Connect DataSource
This guide details how to add a data source, deploy it, and monitor its status within a project's dashboard in CrawlDesk, accessible at Crawldesk Dashboard. After selecting a project, you can configure data sources to define what content the AI will process. Ensure you have admin access to the project before proceeding.
Prerequisites:
- Active CrawlDesk account with access to a project.
- Browser access to the project dashboard.
- Valid data source details (e.g., website URL or file access permissions).
While we provide self-serve options to connect data sources, these are best suited for testing and evaluation.
For production use—especially when connecting developer documentation to ASK AI search—we strongly recommend submitting a support request to the CrawlDesk team.
Our team will handle the crawling process to ensure your documentation is indexed accurately, prevent crawling issues, and guarantee proper content injection with fine-tuning.
Data Source Management
- Add a Data Source
- Monitor Data Source
Follow these steps to add a new data source to a CrawlDesk project. This process configures the AI to crawl and index your content.
-
Access the Project Dashboard
Log in to CrawlDesk and navigate to https://app.crawldesk.com/dashboard/. Click on the desired project to open its dashboard. -
Initiate Data Source Creation
In the project dashboard, locate and click the Add Data Source button (typically found in the data sources section). -
Complete the Setup Wizard
The setup wizard, titled "Connect Your Data Source," will guide you through the following steps:- Choose Data Source Type: Select the type of data source from the available options:
- Website
- Google Doc
- Confluence
- Notion
- Google Drive
Click Next to proceed.
- Enter Details: Provide the required information:
- Name*: Enter a descriptive name for the data source (e.g., "Developer Docs").

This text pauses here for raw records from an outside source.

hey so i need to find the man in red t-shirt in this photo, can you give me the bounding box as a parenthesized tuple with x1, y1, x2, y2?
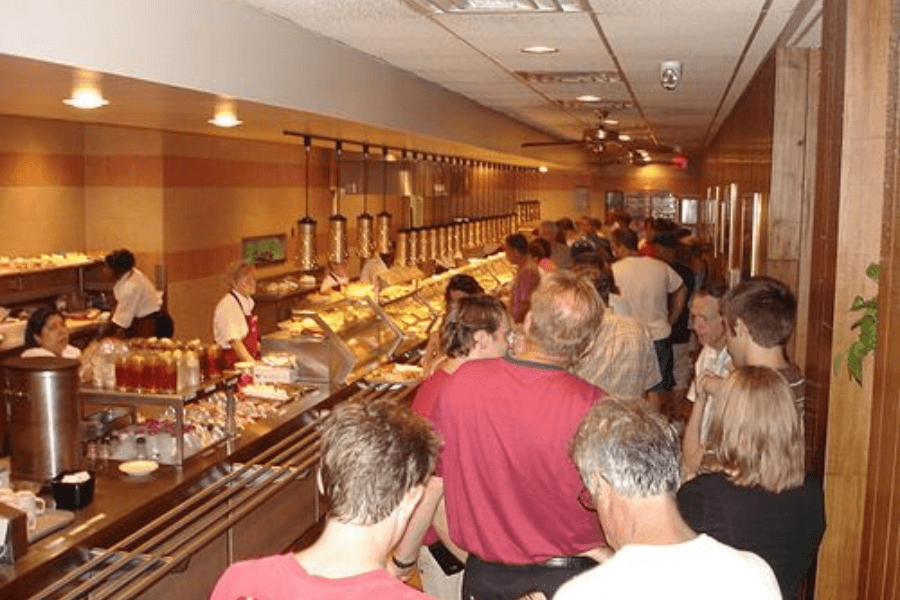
(432, 271, 612, 600)
(209, 400, 439, 600)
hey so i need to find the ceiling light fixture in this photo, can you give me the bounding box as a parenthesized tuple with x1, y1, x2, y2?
(602, 118, 619, 125)
(619, 134, 631, 141)
(521, 45, 558, 54)
(576, 94, 601, 102)
(538, 165, 548, 173)
(63, 88, 108, 109)
(209, 113, 243, 128)
(209, 98, 243, 128)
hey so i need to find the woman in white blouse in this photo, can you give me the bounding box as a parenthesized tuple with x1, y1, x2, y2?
(213, 260, 260, 369)
(105, 249, 173, 338)
(21, 307, 81, 359)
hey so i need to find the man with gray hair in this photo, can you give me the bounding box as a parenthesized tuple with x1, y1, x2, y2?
(432, 270, 607, 600)
(554, 400, 781, 600)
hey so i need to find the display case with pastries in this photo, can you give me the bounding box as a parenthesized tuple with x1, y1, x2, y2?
(263, 295, 403, 389)
(380, 290, 438, 352)
(460, 259, 503, 294)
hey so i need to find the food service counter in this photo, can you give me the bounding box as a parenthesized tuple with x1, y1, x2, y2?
(0, 379, 417, 600)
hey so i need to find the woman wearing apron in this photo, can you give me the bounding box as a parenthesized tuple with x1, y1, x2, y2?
(105, 249, 174, 338)
(213, 260, 260, 369)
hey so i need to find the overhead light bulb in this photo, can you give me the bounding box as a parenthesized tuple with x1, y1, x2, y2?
(619, 134, 631, 141)
(63, 88, 108, 109)
(602, 118, 619, 125)
(209, 113, 242, 128)
(209, 98, 243, 128)
(521, 45, 558, 54)
(576, 95, 601, 102)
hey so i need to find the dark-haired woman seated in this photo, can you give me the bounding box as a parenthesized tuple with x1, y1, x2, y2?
(22, 307, 81, 359)
(677, 366, 825, 600)
(105, 249, 173, 338)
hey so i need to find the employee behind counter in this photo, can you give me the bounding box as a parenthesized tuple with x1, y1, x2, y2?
(103, 249, 174, 339)
(21, 306, 94, 381)
(213, 260, 261, 369)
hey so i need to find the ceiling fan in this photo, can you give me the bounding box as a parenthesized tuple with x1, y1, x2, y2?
(521, 121, 685, 168)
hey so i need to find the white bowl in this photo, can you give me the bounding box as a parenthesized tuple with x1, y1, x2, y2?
(119, 460, 159, 477)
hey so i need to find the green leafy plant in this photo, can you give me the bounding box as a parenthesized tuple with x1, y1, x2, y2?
(833, 263, 881, 384)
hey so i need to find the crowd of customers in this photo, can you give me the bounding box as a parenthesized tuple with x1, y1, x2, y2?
(211, 212, 825, 600)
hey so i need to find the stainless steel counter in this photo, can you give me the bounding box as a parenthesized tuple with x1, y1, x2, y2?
(0, 383, 337, 600)
(0, 378, 419, 600)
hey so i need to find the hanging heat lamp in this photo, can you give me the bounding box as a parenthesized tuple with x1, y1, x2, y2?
(356, 145, 374, 261)
(297, 136, 318, 271)
(329, 141, 348, 265)
(376, 146, 392, 256)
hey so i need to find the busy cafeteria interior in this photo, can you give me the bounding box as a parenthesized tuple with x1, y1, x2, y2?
(0, 0, 896, 598)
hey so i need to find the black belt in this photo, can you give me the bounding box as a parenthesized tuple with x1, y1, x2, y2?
(542, 556, 598, 569)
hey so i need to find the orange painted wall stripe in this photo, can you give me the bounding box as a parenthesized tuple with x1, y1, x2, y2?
(163, 156, 309, 188)
(0, 152, 84, 186)
(85, 155, 164, 186)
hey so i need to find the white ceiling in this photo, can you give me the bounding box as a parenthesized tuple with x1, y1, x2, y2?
(239, 0, 822, 154)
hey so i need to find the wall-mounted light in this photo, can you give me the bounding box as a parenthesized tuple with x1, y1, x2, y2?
(538, 165, 549, 173)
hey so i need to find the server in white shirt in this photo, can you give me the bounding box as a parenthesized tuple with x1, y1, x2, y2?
(213, 260, 260, 369)
(105, 249, 173, 338)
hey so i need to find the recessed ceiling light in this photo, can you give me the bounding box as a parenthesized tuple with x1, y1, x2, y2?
(619, 134, 631, 141)
(603, 119, 619, 125)
(576, 95, 601, 102)
(538, 165, 549, 173)
(208, 113, 243, 128)
(63, 89, 108, 109)
(521, 45, 558, 54)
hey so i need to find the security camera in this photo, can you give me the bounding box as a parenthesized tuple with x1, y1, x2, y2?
(660, 61, 682, 91)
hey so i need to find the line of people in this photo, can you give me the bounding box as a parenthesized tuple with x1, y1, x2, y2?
(210, 214, 824, 600)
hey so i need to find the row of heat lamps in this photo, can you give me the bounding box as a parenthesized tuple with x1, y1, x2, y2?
(291, 133, 543, 271)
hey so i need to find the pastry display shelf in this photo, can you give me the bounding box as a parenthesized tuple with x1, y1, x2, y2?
(78, 374, 239, 467)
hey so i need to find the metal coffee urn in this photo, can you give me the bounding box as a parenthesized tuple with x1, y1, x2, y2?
(3, 357, 81, 482)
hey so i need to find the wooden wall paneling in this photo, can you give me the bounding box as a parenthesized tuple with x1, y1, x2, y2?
(769, 47, 810, 357)
(795, 48, 821, 376)
(859, 0, 900, 596)
(814, 0, 892, 596)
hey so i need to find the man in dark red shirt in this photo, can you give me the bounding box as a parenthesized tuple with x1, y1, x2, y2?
(432, 270, 610, 600)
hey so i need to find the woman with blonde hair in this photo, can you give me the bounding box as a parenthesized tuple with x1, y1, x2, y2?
(213, 260, 260, 368)
(677, 366, 825, 600)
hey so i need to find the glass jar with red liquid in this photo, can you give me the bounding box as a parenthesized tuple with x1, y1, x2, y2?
(205, 344, 222, 380)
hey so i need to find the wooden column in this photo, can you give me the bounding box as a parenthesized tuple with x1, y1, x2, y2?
(858, 0, 900, 596)
(769, 46, 820, 364)
(811, 0, 892, 597)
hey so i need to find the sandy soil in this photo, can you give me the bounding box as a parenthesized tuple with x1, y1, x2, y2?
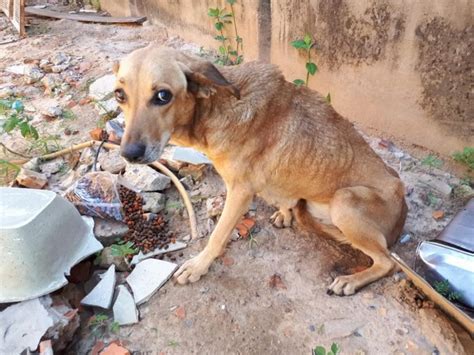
(1, 11, 473, 355)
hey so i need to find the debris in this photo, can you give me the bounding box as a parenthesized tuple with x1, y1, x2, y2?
(417, 173, 453, 196)
(96, 98, 119, 116)
(23, 157, 41, 172)
(41, 74, 63, 95)
(25, 7, 147, 25)
(51, 52, 70, 66)
(39, 340, 54, 355)
(113, 285, 139, 325)
(100, 342, 131, 355)
(269, 273, 287, 289)
(89, 74, 116, 100)
(6, 64, 27, 75)
(175, 305, 186, 319)
(126, 259, 177, 305)
(236, 218, 256, 238)
(98, 149, 127, 174)
(0, 87, 14, 98)
(141, 191, 166, 213)
(124, 164, 171, 191)
(24, 65, 45, 84)
(99, 246, 130, 271)
(16, 168, 48, 188)
(0, 298, 53, 354)
(39, 157, 65, 175)
(81, 265, 116, 309)
(172, 147, 212, 165)
(399, 233, 412, 244)
(130, 241, 187, 265)
(90, 127, 108, 141)
(106, 117, 125, 144)
(206, 195, 225, 217)
(432, 210, 445, 220)
(94, 218, 130, 246)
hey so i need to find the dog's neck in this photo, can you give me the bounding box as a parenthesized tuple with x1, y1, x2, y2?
(171, 62, 287, 161)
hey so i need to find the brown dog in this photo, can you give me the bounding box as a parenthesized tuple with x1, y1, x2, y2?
(113, 45, 407, 295)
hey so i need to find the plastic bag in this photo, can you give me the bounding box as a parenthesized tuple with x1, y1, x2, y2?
(64, 171, 124, 221)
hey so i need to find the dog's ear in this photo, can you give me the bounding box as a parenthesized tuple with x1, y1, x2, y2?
(180, 61, 240, 99)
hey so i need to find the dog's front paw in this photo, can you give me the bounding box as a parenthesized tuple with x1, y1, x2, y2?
(174, 251, 214, 285)
(270, 209, 293, 228)
(327, 275, 357, 296)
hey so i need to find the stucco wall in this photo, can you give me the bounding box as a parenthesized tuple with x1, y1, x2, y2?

- Website URL* (for Website type): Specify the URL to crawl (e.g.,
https://example.com
). - Max Pages (for Website type): Set a limit for the number of pages to crawl (e.g., 10).
Use the Back button to revise or Next to continue.
- Review & Deploy: The wizard validates your input with the following checks:
- Validating Source
- Checking Crawling Service Health
- Adding Data to Queue
Once validated, the system confirms with "Deployment Started" and a message: "Your data source is now queued. We will notify you when deployment is complete." Click View Data Sources to return to the list.
- Choose Data Source Type: Select the type of data source from the available options:
Once a data source is added, CrawlDesk initiates crawling and indexing. You can monitor its status and progress in the Data Source List.
-
Access the Data Source List
From the project dashboard at https://app.crawldesk.com/dashboard/, navigate to the Data Sources section. This displays a table titled "Data Sources: Manage and monitor your connected data sources." -
Review Summary Metrics
The list provides an overview of all data sources:- Total Sources: Number of data sources (e.g., 1).
- Active Sources: Number of fully deployed sources (e.g., 0).
- Deploying: Number of sources in progress (e.g., 1).
- Failed: Number of sources with errors (e.g., 0).
Use the search bar to filter by name, URL, or namespace, and apply filters (e.g., "All").
-
Check Individual Data Source Status
Each data source entry includes:- Name: E.g., "Developer Docs."
- Status: E.g., Inactive, Deploying, or Active.
- URL: E.g.,
https://docusaurus.io/docs/next/markdown-features/admonitions
. - Deployment Progress: Percentage complete (e.g., 0%).
- Date: Creation or last updated timestamp (e.g., Sep 27, 2025).
-
View Detailed Progress
Click on a data source (e.g., "Developer Docs") to access its detailed view, which includes:- Overview:
- Processing Overview: Progress bar (e.g., 0% Complete).
- Pages: Number processed (e.g., 0/0).
- Sections: Structured content count (e.g., 0).
- Chunks: Search-ready content units (e.g., 0).
- Logs: View crawling logs for troubleshooting.
- URLs: List of crawled URLs (e.g., 6).
- Settings: Adjust configurations (e.g.,
console.log(source)
). - Metadata: Unique ID (e.g.,
feb8e785-6241-4b19-92f3-4f33bcd04db0
), creation, and last updated dates (e.g., 27/09/2025, 17:52:52).
- Overview:
- Ensure the URL is publicly accessible or properly authenticated for crawling.
- Monitor deployment progress in the Data Source List after initiating.
- Check the "Failed" count for any issues and review logs for details.